About herself, her family and their home
Mrs Neoh (MN): The main reason why we moved here is because we wanted the children to be closer to their schools, but it’s also a convenient location for us. If you go down to the first level, you’ll see plenty of greenery and various facilities.
The view into the home’s kitchen (left) and lobby entryway (right), pre-makeover.
As for the house itself, it’s about 19 years old and we’re the second owners. It’s also actually quite large, about 1,206 square feet (112 square meters), but it didn’t look very spacious at first. The current layout is similar to the original one, but we changed some of the features in the lobby and the master bedroom to make them more efficient.
For example, previously, the main door was facing inwards towards the living room, and we decided to orientate it to face the main hallway instead. I feel the flow is better this way, and it also makes more sense, because there’s now a direct path to our bedrooms, which we would usually head to first when we return home.
The demolition plan for the Neoh family’s home. Red lines denote hacked sections.
About her home’s new look
MN: One of the changes we really needed was to have a higher ceiling – my husband is quite tall and before the renovation, he would hit the ceiling even if he jumps just a little! [laughs] I guess it was that low originally because of the bathroom’s water heater and the living room’s overhead air-con pipes, which made the false ceiling bulkier.
Interior Firm: Schemacraft
Compared to before, the house is much brighter due to the new glass windows at the lobby. I think re-designing the main entrance was one of the biggest challenges for Rene because it was hard finding a local door supplier who was willing to customise one based on her plans, but she got the job done with the help of her carpentry contacts.
Reorienting the main entrance also gave us enough space to build in a small work corner/storage cabinet at the side of the living room; it’s useful, even though we spend most of our family time in the dining area where we have a large table for gatherings.
The home’s finalised floor/furniture placement plan
Just like the lobby, we requested Rene to completely redesign the kitchen – originally, it was closed up and there was only one entrance that was really tight. After the walls were hacked away, they were replaced with folding glass panels to allow natural light to enter the space.
Also, even though the kitchen is quite small, I wanted to have an island and Rene accommodated my request by changing the original U-shaped counter configuration to an L-shaped one. I can tell the kitchen’s flow has definitely improved, because now it’s easy to work/move about inside even when there’s two people around.
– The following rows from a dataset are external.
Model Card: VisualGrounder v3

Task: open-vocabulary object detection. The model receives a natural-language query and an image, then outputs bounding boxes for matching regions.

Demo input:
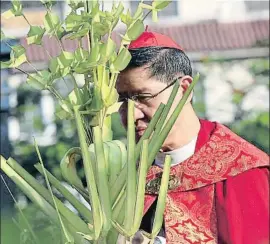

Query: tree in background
[229,58,269,153]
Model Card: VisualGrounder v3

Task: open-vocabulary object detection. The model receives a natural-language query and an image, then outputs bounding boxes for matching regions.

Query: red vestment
[143,120,269,244]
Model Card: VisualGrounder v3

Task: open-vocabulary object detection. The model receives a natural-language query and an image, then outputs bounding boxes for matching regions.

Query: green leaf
[4,156,92,239]
[64,13,84,32]
[114,140,127,168]
[100,115,113,141]
[101,81,119,107]
[74,47,89,62]
[49,51,74,77]
[132,139,148,233]
[1,30,6,41]
[152,10,158,22]
[114,2,124,18]
[27,26,45,45]
[1,0,23,18]
[67,30,89,40]
[133,5,144,20]
[26,70,52,90]
[88,114,100,127]
[89,85,104,111]
[66,85,91,108]
[96,65,105,87]
[12,0,22,15]
[10,45,27,67]
[44,12,64,39]
[55,110,73,120]
[100,38,116,63]
[40,0,56,9]
[80,84,92,105]
[91,2,100,18]
[68,89,81,106]
[93,21,110,37]
[124,100,136,230]
[26,74,45,90]
[89,43,100,63]
[127,19,144,40]
[102,11,114,22]
[34,163,93,224]
[73,107,103,239]
[152,0,172,10]
[48,57,61,78]
[67,0,84,10]
[150,155,171,237]
[139,3,153,10]
[106,102,122,115]
[66,23,90,39]
[109,51,118,67]
[107,88,119,107]
[111,47,131,72]
[105,38,116,58]
[73,61,96,74]
[120,9,133,26]
[73,47,98,73]
[59,99,73,114]
[107,2,124,29]
[93,126,112,236]
[10,45,25,59]
[1,60,12,69]
[58,51,74,67]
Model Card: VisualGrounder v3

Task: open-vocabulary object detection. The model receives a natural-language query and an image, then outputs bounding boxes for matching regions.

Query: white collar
[155,135,198,168]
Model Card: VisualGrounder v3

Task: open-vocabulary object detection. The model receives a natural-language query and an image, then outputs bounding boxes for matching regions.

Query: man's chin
[135,134,141,142]
[135,134,144,142]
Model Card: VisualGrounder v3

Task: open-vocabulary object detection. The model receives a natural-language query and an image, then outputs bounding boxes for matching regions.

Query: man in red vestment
[116,31,269,244]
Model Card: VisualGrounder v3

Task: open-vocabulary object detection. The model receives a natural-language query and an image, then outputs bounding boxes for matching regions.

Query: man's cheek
[119,107,127,129]
[121,116,127,129]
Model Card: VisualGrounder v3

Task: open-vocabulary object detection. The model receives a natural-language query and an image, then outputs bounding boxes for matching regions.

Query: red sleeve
[215,167,269,244]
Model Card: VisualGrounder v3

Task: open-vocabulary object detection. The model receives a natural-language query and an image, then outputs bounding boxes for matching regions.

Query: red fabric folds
[216,167,269,244]
[143,120,269,243]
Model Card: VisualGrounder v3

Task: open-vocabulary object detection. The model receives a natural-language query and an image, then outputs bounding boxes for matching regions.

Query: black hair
[125,46,192,83]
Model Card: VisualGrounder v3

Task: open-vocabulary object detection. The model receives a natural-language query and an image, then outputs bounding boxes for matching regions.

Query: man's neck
[160,105,200,152]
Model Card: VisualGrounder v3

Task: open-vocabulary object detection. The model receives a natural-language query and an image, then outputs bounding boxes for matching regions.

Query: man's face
[116,66,179,142]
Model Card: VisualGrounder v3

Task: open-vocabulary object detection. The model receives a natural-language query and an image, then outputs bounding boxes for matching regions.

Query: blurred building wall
[0,0,269,145]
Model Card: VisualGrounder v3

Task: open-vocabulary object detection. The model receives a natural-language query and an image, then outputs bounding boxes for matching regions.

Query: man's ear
[179,75,193,91]
[178,76,193,103]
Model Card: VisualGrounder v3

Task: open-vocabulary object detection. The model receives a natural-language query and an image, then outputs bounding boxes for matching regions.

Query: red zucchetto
[128,31,183,50]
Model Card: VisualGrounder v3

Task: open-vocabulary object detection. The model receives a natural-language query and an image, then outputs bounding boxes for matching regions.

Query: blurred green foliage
[228,58,269,153]
[231,112,269,154]
[1,204,62,244]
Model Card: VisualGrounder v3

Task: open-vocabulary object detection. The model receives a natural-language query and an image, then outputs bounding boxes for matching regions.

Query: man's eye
[136,94,151,102]
[118,95,127,103]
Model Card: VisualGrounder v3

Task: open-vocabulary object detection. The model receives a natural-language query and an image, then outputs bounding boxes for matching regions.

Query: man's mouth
[135,127,147,137]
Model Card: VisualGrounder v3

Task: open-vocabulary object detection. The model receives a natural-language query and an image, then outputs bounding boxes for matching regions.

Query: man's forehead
[116,79,150,94]
[116,69,153,93]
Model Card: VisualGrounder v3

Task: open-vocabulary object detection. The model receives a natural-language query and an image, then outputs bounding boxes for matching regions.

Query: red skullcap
[128,31,183,50]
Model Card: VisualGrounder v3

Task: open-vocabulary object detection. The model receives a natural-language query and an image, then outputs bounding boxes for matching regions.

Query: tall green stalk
[74,107,102,239]
[93,126,112,238]
[124,100,136,232]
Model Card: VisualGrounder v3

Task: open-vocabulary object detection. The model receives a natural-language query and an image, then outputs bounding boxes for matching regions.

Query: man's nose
[134,103,145,121]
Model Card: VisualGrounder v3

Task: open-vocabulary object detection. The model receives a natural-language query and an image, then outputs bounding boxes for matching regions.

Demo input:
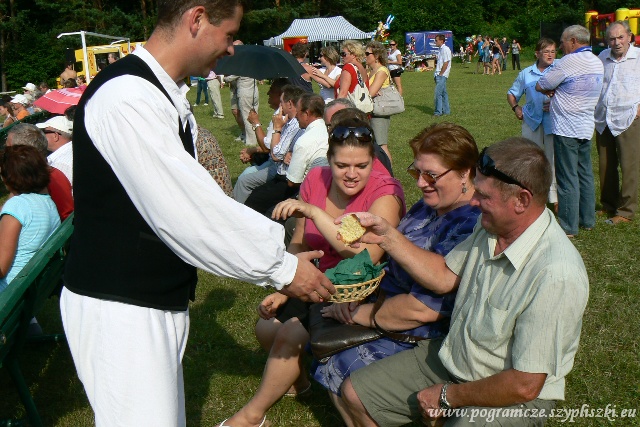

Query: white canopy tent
[263,16,375,46]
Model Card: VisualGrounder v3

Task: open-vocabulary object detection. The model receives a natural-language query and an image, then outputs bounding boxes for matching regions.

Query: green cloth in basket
[324,249,386,285]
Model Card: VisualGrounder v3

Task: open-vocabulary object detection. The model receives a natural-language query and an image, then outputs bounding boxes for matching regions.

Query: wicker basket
[329,270,385,303]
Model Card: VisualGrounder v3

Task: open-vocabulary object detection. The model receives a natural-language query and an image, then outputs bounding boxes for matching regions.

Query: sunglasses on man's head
[329,126,373,143]
[477,148,532,194]
[406,162,452,185]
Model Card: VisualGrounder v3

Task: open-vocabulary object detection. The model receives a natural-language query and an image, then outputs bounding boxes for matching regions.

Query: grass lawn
[1,58,639,426]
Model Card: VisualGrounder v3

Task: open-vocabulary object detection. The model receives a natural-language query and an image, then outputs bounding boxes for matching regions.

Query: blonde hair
[320,46,340,65]
[341,40,365,62]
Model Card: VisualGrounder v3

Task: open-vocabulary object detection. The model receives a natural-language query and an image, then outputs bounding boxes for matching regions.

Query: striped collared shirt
[538,49,603,140]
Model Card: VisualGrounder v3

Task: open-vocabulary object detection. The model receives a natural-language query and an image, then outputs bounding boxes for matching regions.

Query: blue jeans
[434,75,450,115]
[196,79,208,104]
[553,135,596,235]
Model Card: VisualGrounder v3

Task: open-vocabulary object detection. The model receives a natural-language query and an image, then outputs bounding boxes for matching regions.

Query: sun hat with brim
[35,116,73,134]
[11,94,29,105]
[23,82,37,92]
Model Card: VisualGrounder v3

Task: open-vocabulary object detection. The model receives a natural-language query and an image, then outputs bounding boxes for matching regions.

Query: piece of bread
[338,214,366,245]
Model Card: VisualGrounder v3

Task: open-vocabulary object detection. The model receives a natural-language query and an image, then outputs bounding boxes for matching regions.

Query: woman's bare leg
[220,319,310,427]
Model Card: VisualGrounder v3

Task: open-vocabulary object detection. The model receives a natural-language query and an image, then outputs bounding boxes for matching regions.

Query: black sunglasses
[365,52,374,56]
[340,51,348,57]
[329,126,373,143]
[43,129,60,135]
[477,148,532,194]
[407,162,452,185]
[389,43,397,46]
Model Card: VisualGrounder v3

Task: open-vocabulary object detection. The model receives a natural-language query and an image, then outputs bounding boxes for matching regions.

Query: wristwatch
[511,104,519,112]
[273,129,282,134]
[251,123,261,131]
[439,382,453,410]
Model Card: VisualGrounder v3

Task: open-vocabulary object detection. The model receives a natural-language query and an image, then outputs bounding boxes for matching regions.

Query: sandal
[284,382,312,398]
[217,416,269,427]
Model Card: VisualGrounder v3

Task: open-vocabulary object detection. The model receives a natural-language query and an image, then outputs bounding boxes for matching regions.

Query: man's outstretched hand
[280,250,335,302]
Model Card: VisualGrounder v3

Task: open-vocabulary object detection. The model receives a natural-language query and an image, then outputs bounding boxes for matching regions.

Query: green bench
[0,213,74,427]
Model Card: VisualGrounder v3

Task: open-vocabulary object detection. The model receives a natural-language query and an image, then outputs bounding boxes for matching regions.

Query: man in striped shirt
[536,25,603,237]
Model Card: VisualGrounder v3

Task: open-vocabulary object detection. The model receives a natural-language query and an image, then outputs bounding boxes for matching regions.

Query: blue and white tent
[263,16,375,46]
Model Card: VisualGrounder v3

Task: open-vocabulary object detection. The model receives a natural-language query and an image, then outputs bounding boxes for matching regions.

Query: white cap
[23,82,37,92]
[11,94,29,105]
[36,116,73,135]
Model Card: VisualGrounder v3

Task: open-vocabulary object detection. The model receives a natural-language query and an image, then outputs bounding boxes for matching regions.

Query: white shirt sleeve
[84,76,297,289]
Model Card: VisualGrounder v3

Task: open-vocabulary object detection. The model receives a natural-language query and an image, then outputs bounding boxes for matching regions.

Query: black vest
[64,55,197,311]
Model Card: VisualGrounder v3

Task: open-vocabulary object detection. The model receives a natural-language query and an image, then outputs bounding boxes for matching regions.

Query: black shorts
[389,68,403,78]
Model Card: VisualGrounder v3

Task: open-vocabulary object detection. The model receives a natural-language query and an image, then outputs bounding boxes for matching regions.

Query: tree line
[0,0,622,91]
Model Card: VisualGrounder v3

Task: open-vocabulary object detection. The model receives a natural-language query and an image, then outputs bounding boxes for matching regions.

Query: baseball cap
[23,83,37,92]
[36,116,73,134]
[11,94,29,105]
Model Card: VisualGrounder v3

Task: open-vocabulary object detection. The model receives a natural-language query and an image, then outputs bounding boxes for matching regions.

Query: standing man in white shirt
[595,20,640,225]
[36,116,73,185]
[61,1,334,426]
[434,34,451,116]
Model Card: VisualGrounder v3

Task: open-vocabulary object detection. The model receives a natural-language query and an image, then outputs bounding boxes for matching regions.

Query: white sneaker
[193,103,199,107]
[203,103,209,106]
[234,134,246,142]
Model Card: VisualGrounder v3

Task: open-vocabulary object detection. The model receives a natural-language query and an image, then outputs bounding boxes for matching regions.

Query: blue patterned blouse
[312,200,480,395]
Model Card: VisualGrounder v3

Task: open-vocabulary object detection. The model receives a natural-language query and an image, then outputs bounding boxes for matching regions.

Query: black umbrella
[214,45,306,80]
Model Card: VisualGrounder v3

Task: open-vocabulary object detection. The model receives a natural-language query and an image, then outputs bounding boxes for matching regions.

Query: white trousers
[60,287,190,427]
[522,122,558,203]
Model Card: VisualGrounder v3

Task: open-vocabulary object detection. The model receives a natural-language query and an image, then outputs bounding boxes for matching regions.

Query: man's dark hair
[298,93,324,118]
[157,0,242,28]
[436,34,446,42]
[486,138,552,205]
[270,78,289,93]
[0,145,50,194]
[281,85,305,104]
[290,42,309,60]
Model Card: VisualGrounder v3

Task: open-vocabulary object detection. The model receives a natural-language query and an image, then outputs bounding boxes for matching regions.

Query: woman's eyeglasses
[340,52,349,57]
[389,43,397,46]
[329,126,373,143]
[407,162,452,185]
[477,148,533,194]
[365,52,374,56]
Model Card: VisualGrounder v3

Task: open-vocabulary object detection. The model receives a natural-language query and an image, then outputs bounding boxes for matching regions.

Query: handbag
[346,65,374,114]
[372,85,405,116]
[308,302,382,363]
[308,292,426,363]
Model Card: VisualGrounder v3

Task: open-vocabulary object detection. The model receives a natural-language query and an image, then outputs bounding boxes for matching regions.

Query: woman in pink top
[217,118,405,427]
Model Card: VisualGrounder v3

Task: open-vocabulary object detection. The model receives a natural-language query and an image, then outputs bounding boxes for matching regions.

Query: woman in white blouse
[310,46,342,103]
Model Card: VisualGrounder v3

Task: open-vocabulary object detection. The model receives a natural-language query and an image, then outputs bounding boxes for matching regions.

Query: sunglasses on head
[406,162,452,185]
[477,148,533,194]
[329,126,373,143]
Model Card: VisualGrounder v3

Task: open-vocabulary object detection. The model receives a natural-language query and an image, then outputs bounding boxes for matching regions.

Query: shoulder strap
[371,290,427,344]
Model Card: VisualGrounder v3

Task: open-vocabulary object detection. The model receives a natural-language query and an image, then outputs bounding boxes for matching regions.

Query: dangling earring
[462,182,468,194]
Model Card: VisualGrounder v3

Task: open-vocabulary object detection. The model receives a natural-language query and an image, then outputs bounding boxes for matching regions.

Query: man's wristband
[439,382,453,410]
[251,123,262,131]
[511,104,519,112]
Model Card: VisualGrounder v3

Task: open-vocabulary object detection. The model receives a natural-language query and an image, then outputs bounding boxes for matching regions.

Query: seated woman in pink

For the master bedroom’s sleeping area, we didn’t change much. Fittings-wise, we just got a nice bed and had a headboard with lamps installed; the parquet flooring in the bedroom was also kept and varnished. Our goal here was to create a simple, but cosy space where we can rest in.
The master bedroom’s en-suite before its revamp.
Compared to the sleeping area, the renovation works for the master bathroom were more extensive. Previously, there was a bathtub where the new shower area currently is. We asked Schemacraft to have it hacked away, both because we didn’t need it and because it made the bathroom feel even smaller than it already is.
Rene also proposed building a dressing area here (the master ensuite). This nook used to be where the original shower area was. So, yes, there was both a bathtub, plus a shower in the same bathroom. For easier organisation, Rene suggested that we built in some drawers underneath the counter.
Oh, and also what’s really interesting is that the counter’s mirror actually has a window hidden behind it. On bright mornings, the sunlight shines through the translucent parts and it creates a very natural glowing effect that looks really nice!
The master ensuite’s new built-in dressing area
To sum up
MN: Overall, I think the final result is perfect. Both Rene and Schemacraft were very professional and pleasant to work with. Even though their quote was on the higher end compared to other designers we met through Qanvast, we felt that every cent we paid was worthwhile because we could trust Rene to handle to manage the renovation on our behalf.
She would often go the extra mile for us, and we really appreciate her help, whether it’s accommodating our work schedules for late-night discussions or addressing our concerns with practical solutions.